PARENTS

L: What Is A Lay Midwife?

19/02/2010 10:39 | Updated 22 May 2015

A lay midwife is an individual who is not medically qualified as a midwife, but has gained experience and expertise of pregnancy and childbirth and practises midwifery on an unqualified, informal basis.

It is perfectly legal to become a lay midwife and to use one, but it does mean that she or he cannot manage a pregnant woman's medical care on an official basis.

Lay midwifery is a practice that is centuries old. Before formal medical care, most women's pregnancies and births were overseen by local women who had gained skills, knowledge, proficiency and capability within what is now known as maternity care.

This could often be a family member, or a notable women within the local community, and was probably a mother herself.

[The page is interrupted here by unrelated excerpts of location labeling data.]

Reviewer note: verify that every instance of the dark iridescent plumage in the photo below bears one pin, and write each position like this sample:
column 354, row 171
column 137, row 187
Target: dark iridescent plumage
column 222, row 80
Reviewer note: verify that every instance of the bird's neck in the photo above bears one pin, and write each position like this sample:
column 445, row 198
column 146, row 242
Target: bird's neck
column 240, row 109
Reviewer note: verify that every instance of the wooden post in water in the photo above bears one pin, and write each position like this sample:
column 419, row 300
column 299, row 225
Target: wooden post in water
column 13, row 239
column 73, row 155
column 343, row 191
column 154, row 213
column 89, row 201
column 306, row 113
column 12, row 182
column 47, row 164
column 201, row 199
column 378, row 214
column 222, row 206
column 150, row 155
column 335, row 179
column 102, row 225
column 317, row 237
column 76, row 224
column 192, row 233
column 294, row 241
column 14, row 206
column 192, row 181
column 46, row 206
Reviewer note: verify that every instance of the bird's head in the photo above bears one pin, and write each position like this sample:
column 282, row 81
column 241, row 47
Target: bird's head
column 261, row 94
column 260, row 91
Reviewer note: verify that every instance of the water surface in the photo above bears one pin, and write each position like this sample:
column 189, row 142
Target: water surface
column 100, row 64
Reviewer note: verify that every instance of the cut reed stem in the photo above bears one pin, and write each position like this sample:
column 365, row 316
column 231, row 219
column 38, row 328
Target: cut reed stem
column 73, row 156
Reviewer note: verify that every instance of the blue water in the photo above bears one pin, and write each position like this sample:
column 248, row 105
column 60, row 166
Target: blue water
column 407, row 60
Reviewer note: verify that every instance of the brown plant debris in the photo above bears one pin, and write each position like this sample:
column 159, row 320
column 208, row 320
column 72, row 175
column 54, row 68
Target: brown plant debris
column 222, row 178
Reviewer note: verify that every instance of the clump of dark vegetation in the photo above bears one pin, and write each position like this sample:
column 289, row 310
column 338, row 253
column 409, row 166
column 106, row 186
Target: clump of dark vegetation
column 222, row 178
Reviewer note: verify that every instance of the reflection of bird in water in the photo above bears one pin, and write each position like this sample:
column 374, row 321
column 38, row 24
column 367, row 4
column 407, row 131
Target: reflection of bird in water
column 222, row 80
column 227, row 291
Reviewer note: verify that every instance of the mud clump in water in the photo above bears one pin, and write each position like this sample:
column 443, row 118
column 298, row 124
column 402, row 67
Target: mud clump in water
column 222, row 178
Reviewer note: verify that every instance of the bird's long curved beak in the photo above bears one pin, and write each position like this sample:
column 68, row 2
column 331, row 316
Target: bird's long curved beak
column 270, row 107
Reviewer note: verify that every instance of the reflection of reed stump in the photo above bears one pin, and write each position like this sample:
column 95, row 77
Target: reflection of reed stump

Due to their independent and informal role, and because they are not bound by official medical codes of ethics, a lay midwife has total autonomy when providing care for a woman. For this reason, some women prefer this style of midwifery, and find a lay midwife a more reassuring and comforting presence. Their presence is increasingly common at homebirths. However, you will also need a qualified midwife with you for the actual birth.

It is possible to locate a lay midwife within most local communities. Any woman looking to use a lay midwife should always ask for full details of the midwife's skills, knowledge and experience of childbirth to ensure the individual is trustworthy and the care provided is safe.